Future president and opposition leader Francisco Madero maintained a base in El Paso. Supporters of dictator Porfirio Diaz found refuge in the stately homes of now-trendy Sunset Heights. The feet of Pancho Villa touched the ground of El Chuco, as El Paso is sometimes colloquially called.
“A lot of the activities were planned, organized and orchestrated here in El Paso,” said Keith Erekson, director of the Center for History Teaching and Learning (CHTL) at the University of Texas at El Paso. As Mexico marks the 100th anniversary of her revolution, it’s fitting then that Erekson and his colleagues are sponsoring a teachers’ institute later this month in El Paso aimed at studying, exploring and reliving the Mexican Revolution.
Scheduled for June 24-26, the three-day event will include lectures, interactive exercises and even a walking tour of historical sites led by local author and historian David Romo.
According to Erekson, lectures on different dimensions of the Revolution, including how it affected ordinary Mexicans on a daily basis, will be given by UTEP history professors Yolanda Leyva and Sam Brunk. Mark Anderson, professor of history at the University of Regina in Canada, will also be on hand to talk about Pancho Villa and the media, Erekson told Frontera NorteSur.
A cross-curricular, multi-disciplinary approach will characterize the teachers’ institute, Erekson said. “We’re inviting all K-12 educators,” he added. All sessions and materials for teachers are free of charge. The program is underwritten by Texas Humanities, UTEP’s Teachers for a New Era and the Sid W. Richardson Foundation.
In addition to helping commemorate the 1910 Centennial, the El Paso teachers’ institute comes at another important juncture: Texas’ state board of education recently approved a new public school curriculum after rancorous debate.
Reviewing a draft version of the curriculum circulated for public comment last April, Erekson said he noticed a “huge oversight” in the lack of attention paid to Mexico and Mexican-Americans, a country and a people instrumental in the history and development of the Lone Star State.
An important contribution of the teacher’s institute, Erekson contended, will be to give educators essential tools to create a more grounded and richer learning experience.
“One of the presentations is going to be on putting the Revolution back in the texts.” Erekson said. “We want to integrate Mexico into the curriculum, not add it.”
The UTEP history teacher said El Paso was a sanctuary for people fleeing the 1910 Revolution, even hosting mass influxes of refugees like the 4,000 Mormons who arrived in 1912 and another group of 10,000 people which was housed at Ft. Bliss.
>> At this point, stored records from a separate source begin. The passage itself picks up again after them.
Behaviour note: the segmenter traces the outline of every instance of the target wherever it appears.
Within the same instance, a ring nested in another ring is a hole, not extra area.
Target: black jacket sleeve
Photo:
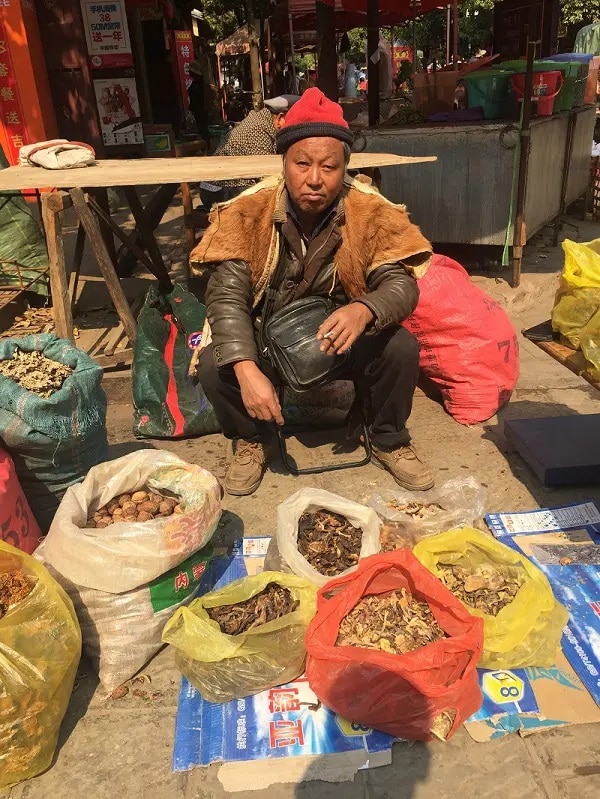
[[[252,277],[245,261],[215,264],[206,289],[206,313],[217,367],[258,362],[252,323]]]
[[[402,264],[383,264],[367,276],[367,294],[354,302],[369,308],[375,320],[376,332],[398,325],[417,307],[419,288],[417,281]]]

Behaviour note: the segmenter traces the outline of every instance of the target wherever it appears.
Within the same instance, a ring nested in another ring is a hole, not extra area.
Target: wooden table
[[[435,160],[435,156],[404,157],[387,153],[356,153],[351,157],[349,168],[401,166]],[[106,160],[98,161],[91,167],[60,170],[14,166],[0,170],[0,190],[36,189],[41,192],[57,335],[73,340],[71,296],[60,218],[61,211],[73,208],[79,220],[73,272],[78,274],[87,236],[124,332],[133,345],[136,322],[117,275],[115,256],[107,247],[99,221],[105,230],[114,234],[155,275],[160,284],[168,289],[171,286],[168,270],[135,187],[261,178],[277,174],[281,168],[281,157],[278,155]],[[106,203],[101,202],[98,191],[109,187],[121,188],[126,197],[136,222],[137,230],[134,234],[121,230],[112,220]],[[140,246],[140,240],[143,246]]]

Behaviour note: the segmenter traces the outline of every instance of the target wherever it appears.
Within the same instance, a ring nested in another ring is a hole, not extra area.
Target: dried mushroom
[[[0,361],[0,375],[18,383],[21,388],[48,399],[73,374],[73,370],[62,363],[46,358],[41,352],[14,351],[12,358]]]
[[[225,635],[240,635],[253,627],[280,619],[292,613],[299,602],[288,588],[269,583],[263,590],[244,602],[205,608],[209,618],[216,621]]]
[[[435,516],[438,511],[444,510],[437,502],[398,502],[396,499],[391,499],[386,505],[390,510],[405,513],[411,519],[428,519],[430,516]]]
[[[0,573],[0,619],[8,609],[25,599],[35,586],[35,582],[22,571]]]
[[[171,497],[162,497],[153,491],[134,491],[119,494],[93,513],[87,526],[101,529],[115,522],[151,522],[160,517],[182,513],[180,503]]]
[[[517,569],[478,566],[469,569],[457,564],[438,567],[438,576],[457,599],[471,608],[497,616],[509,605],[523,585]]]
[[[429,605],[401,588],[359,600],[342,619],[336,645],[403,655],[445,637]]]
[[[329,510],[303,513],[298,521],[298,551],[319,574],[335,577],[356,566],[362,528]]]

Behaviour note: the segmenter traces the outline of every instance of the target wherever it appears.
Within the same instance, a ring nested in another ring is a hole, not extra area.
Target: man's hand
[[[242,391],[242,402],[253,419],[283,424],[281,405],[273,383],[254,361],[239,361],[233,370]]]
[[[353,302],[338,308],[323,322],[317,332],[322,341],[321,352],[342,355],[362,336],[373,321],[373,312],[362,302]]]

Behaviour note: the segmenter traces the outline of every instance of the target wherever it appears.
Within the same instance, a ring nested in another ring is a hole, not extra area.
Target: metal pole
[[[458,0],[452,2],[452,66],[458,69]]]
[[[417,71],[417,2],[412,0],[412,46],[413,46],[413,73]],[[425,64],[427,71],[427,64]]]
[[[446,7],[446,64],[450,63],[450,25],[452,24],[452,11]]]
[[[530,35],[533,33],[530,28]],[[525,94],[523,96],[523,109],[521,111],[521,152],[519,157],[519,180],[517,183],[517,208],[515,214],[515,233],[513,239],[512,260],[512,286],[517,288],[521,282],[521,261],[523,247],[527,241],[525,226],[525,198],[527,194],[527,170],[529,168],[530,121],[531,121],[531,92],[533,91],[533,59],[535,58],[535,45],[533,39],[527,42],[527,72],[525,73]]]
[[[371,56],[379,47],[379,0],[367,0],[367,77],[369,89],[367,102],[369,126],[379,124],[379,63],[374,64]]]

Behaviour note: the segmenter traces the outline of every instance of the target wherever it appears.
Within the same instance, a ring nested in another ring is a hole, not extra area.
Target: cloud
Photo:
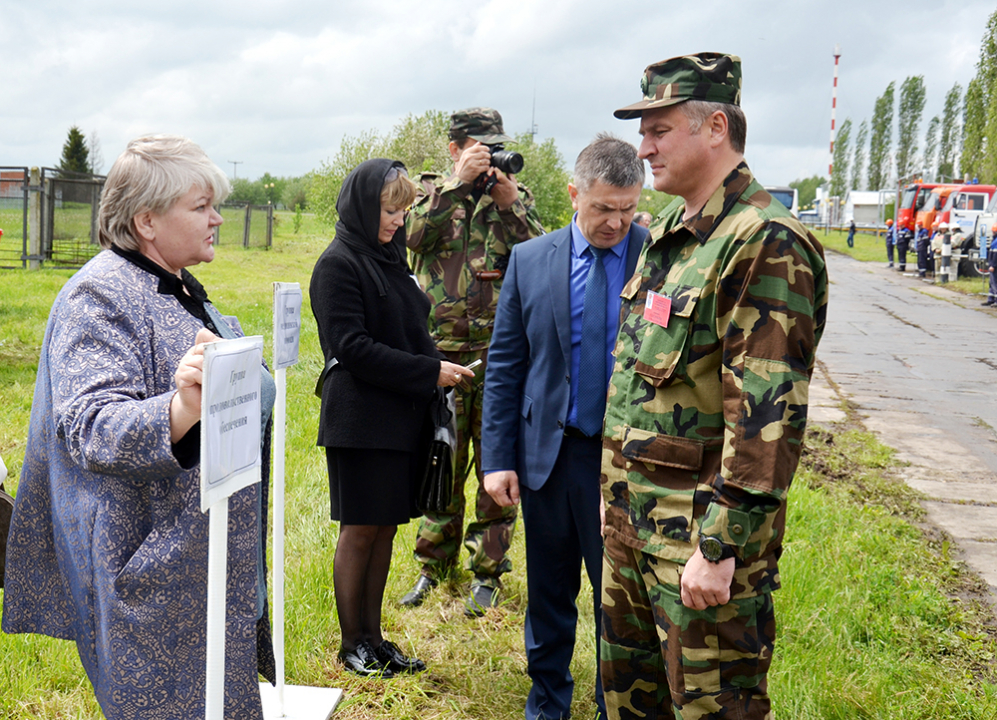
[[[0,164],[57,162],[77,124],[108,165],[138,134],[180,132],[239,174],[299,175],[345,135],[387,132],[408,113],[498,108],[535,122],[570,166],[638,98],[649,63],[699,50],[743,60],[748,158],[783,184],[826,172],[832,50],[838,122],[857,126],[891,80],[923,75],[922,132],[975,73],[992,2],[908,3],[887,22],[858,0],[694,4],[639,0],[0,0]]]

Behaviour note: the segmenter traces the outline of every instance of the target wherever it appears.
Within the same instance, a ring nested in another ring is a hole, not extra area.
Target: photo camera
[[[506,150],[505,145],[501,143],[489,145],[488,152],[492,155],[491,166],[493,168],[498,168],[506,175],[515,175],[523,169],[523,156],[518,152]],[[480,189],[491,195],[492,188],[495,187],[497,182],[498,178],[494,175],[482,173],[478,176],[478,179],[475,181],[474,185],[476,189]]]

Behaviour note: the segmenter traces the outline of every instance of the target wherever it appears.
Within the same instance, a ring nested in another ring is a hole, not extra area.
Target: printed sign
[[[201,510],[260,480],[263,338],[204,347],[201,385]]]
[[[301,338],[301,286],[273,284],[273,356],[275,369],[298,363]]]

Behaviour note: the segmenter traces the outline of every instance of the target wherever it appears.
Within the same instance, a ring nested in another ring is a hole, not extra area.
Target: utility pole
[[[831,153],[827,163],[827,176],[834,172],[834,111],[838,108],[838,58],[841,57],[841,46],[834,46],[834,84],[831,86]]]
[[[236,168],[236,165],[242,165],[242,160],[229,160],[229,162],[232,163],[232,179],[238,180],[239,173],[236,172],[236,170],[238,169]]]
[[[838,58],[841,57],[841,46],[834,46],[834,84],[831,86],[831,150],[830,157],[827,161],[827,189],[828,189],[828,207],[827,207],[827,222],[830,225],[832,218],[831,214],[834,213],[834,220],[837,220],[837,205],[835,204],[833,198],[830,195],[831,190],[831,180],[834,177],[834,111],[838,107]]]
[[[533,81],[533,114],[530,116],[530,141],[537,139],[537,82]]]

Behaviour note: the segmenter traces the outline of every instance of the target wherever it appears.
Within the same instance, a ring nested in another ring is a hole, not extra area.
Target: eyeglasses
[[[394,182],[398,179],[399,175],[408,177],[408,171],[400,165],[392,166],[391,169],[388,170],[388,174],[384,176],[384,184],[387,185],[390,182]]]

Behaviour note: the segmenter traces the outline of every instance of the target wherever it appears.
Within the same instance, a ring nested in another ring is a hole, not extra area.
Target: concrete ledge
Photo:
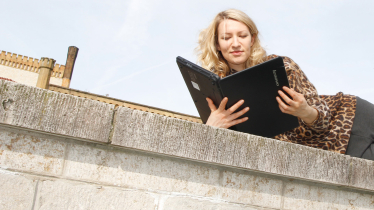
[[[374,162],[119,107],[112,144],[374,191]]]
[[[0,80],[0,123],[108,142],[114,105]]]
[[[115,111],[110,104],[4,80],[0,81],[0,102],[0,123],[9,126],[272,176],[374,192],[373,161],[126,107],[119,107]],[[112,126],[113,136],[110,137]],[[95,150],[92,152],[94,154],[101,152],[96,153]],[[14,165],[8,162],[7,166]],[[79,162],[72,161],[71,164]],[[56,168],[50,173],[60,173],[61,164],[56,162]],[[32,171],[39,171],[39,168]]]

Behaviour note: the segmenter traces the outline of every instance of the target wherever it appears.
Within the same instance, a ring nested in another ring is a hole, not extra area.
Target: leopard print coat
[[[277,55],[269,55],[272,59]],[[302,93],[307,103],[318,111],[313,124],[299,119],[299,127],[275,136],[275,139],[302,144],[345,154],[356,111],[356,97],[344,95],[318,95],[314,85],[300,67],[290,58],[283,57],[290,88]],[[230,72],[235,73],[235,70]]]

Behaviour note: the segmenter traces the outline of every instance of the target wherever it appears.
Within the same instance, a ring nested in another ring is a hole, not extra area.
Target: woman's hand
[[[294,91],[288,87],[283,87],[283,90],[288,93],[292,97],[290,99],[286,94],[282,91],[278,91],[279,95],[282,99],[288,104],[285,104],[279,96],[277,96],[277,101],[279,104],[279,109],[286,114],[290,114],[302,119],[305,123],[312,123],[318,117],[318,111],[311,106],[305,100],[303,94]]]
[[[219,105],[218,109],[216,108],[216,106],[210,98],[206,98],[206,100],[208,101],[209,108],[212,111],[206,122],[207,125],[211,125],[218,128],[229,128],[231,126],[248,120],[248,117],[244,117],[241,119],[237,118],[246,113],[249,110],[249,107],[246,107],[241,111],[234,113],[241,105],[243,105],[244,100],[238,101],[236,104],[234,104],[227,110],[225,110],[228,101],[228,98],[226,97],[221,101],[221,104]]]

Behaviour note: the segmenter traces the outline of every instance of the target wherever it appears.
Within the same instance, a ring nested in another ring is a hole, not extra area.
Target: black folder
[[[203,123],[210,115],[206,101],[209,97],[218,108],[224,97],[227,97],[229,108],[241,99],[250,110],[242,115],[248,120],[230,129],[264,137],[274,137],[299,126],[298,118],[282,113],[276,96],[283,86],[289,87],[283,59],[277,57],[256,66],[219,78],[208,71],[180,56],[177,64],[184,81],[190,91]]]

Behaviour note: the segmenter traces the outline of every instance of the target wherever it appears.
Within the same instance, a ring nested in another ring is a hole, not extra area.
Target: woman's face
[[[230,68],[244,70],[254,41],[248,27],[242,22],[228,19],[218,25],[217,31],[217,49],[221,51]]]

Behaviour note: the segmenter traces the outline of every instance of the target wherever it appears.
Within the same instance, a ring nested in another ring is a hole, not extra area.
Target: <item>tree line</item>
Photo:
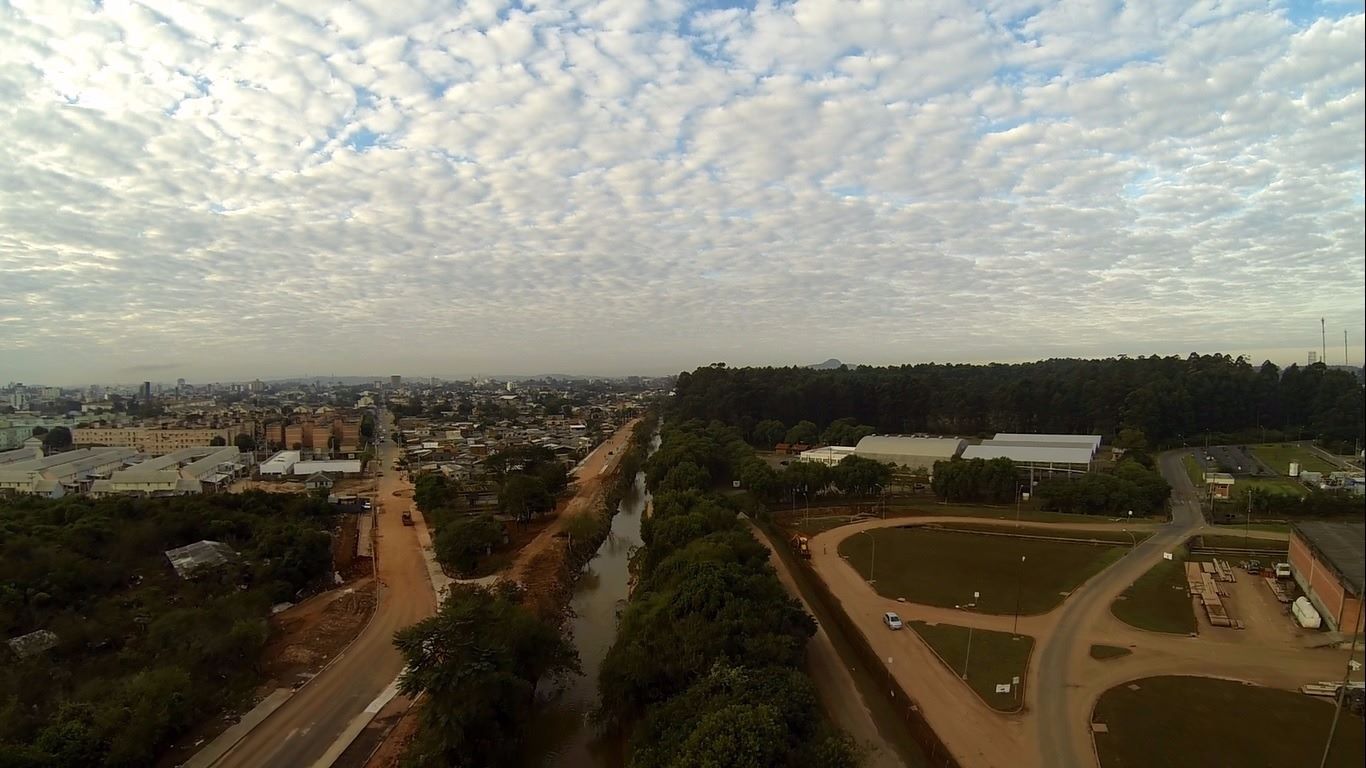
[[[598,719],[629,734],[633,768],[856,765],[801,671],[815,623],[737,519],[739,502],[711,490],[752,449],[716,423],[670,424],[662,436],[646,462],[653,514],[599,675]]]
[[[0,500],[0,764],[146,766],[199,721],[245,700],[275,603],[331,573],[332,509],[303,494]],[[237,552],[184,580],[165,550]]]
[[[829,438],[823,431],[840,420],[898,434],[1114,438],[1127,429],[1153,448],[1208,435],[1217,443],[1316,438],[1341,450],[1366,432],[1355,373],[1321,363],[1282,370],[1228,355],[837,370],[717,363],[679,374],[673,411],[731,424],[765,447],[811,442],[813,434],[844,444],[836,439],[852,439],[847,430]]]

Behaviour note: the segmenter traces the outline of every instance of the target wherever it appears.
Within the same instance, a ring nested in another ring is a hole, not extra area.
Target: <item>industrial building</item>
[[[1366,524],[1295,523],[1290,573],[1330,629],[1354,632],[1366,582]]]
[[[817,464],[833,467],[843,461],[845,456],[853,456],[854,450],[853,447],[847,445],[827,445],[823,448],[802,451],[797,458],[800,461],[814,461]]]
[[[33,441],[31,441],[33,442]],[[79,448],[43,456],[27,445],[0,454],[0,493],[60,498],[89,490],[97,479],[122,469],[137,455],[132,448]]]
[[[933,473],[936,461],[948,461],[963,452],[967,443],[956,437],[902,437],[869,435],[854,446],[854,455],[895,464],[912,472]]]
[[[261,462],[258,472],[263,477],[283,478],[297,475],[308,477],[315,472],[329,475],[359,475],[362,465],[360,459],[316,459],[304,461],[300,451],[280,451]]]
[[[170,496],[215,491],[242,474],[246,466],[246,456],[235,446],[182,448],[96,480],[90,493]]]
[[[1091,471],[1100,435],[1030,435],[1002,432],[996,437],[970,445],[965,459],[1010,459],[1029,471],[1031,479],[1055,474],[1076,475]]]

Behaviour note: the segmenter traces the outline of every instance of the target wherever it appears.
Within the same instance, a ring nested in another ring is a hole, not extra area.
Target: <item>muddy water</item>
[[[618,768],[620,744],[599,740],[589,714],[598,702],[598,670],[617,633],[617,613],[626,605],[627,562],[640,546],[640,519],[649,495],[637,473],[612,518],[612,533],[589,561],[570,601],[570,639],[583,674],[575,675],[526,730],[525,768]]]

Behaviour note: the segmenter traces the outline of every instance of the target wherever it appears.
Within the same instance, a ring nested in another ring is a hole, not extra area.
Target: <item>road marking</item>
[[[402,677],[403,675],[400,673],[399,677],[394,678],[392,683],[380,691],[374,701],[367,704],[359,715],[351,718],[351,722],[346,724],[346,729],[341,732],[336,741],[332,742],[332,746],[327,748],[322,757],[313,762],[312,768],[331,768],[332,764],[337,762],[342,753],[351,746],[351,742],[355,741],[360,732],[365,730],[371,720],[375,719],[375,715],[379,714],[379,711],[384,709],[384,706],[398,695],[398,681]]]

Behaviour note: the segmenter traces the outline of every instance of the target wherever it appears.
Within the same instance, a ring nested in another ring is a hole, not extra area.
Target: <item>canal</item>
[[[659,445],[658,436],[651,453]],[[598,670],[617,634],[617,613],[626,605],[631,554],[640,546],[640,521],[649,501],[645,473],[622,498],[612,532],[588,562],[569,603],[568,630],[583,672],[574,675],[526,730],[524,768],[620,768],[618,739],[599,739],[589,717],[598,703]]]

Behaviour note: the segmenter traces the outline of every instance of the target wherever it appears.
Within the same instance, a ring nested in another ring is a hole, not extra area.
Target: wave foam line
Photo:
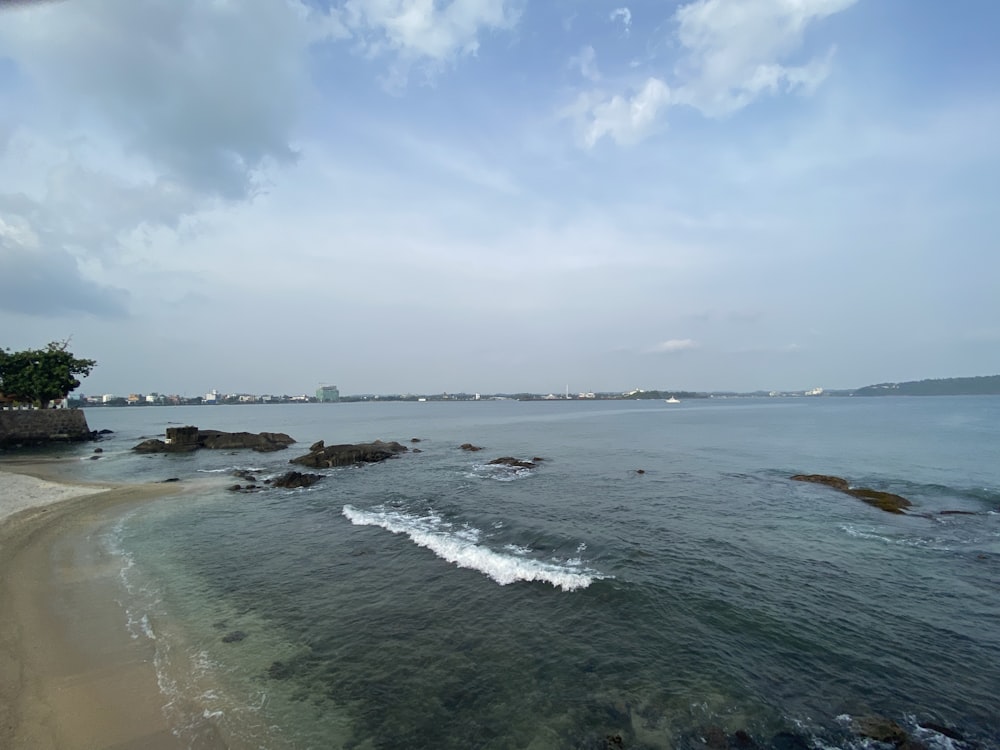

Asked about parallels between the migrations of 100 years ago and today’s exodus from neighboring Ciudad Juarez, in which tens of thousands of people have fled criminal violence for the safety of El Paso, Erekson agreed that while the specific causes of the dislocations might be different, the terror and trauma suffered by people are similar.
The June 24-26 teachers’ institute is part of a series of activities commemorating the Mexican Revolution planned for El Paso during 2010 and 2011.
The CHTL sessions will be held at the El Paso Museum of History and the El Paso Public Library’s main branch.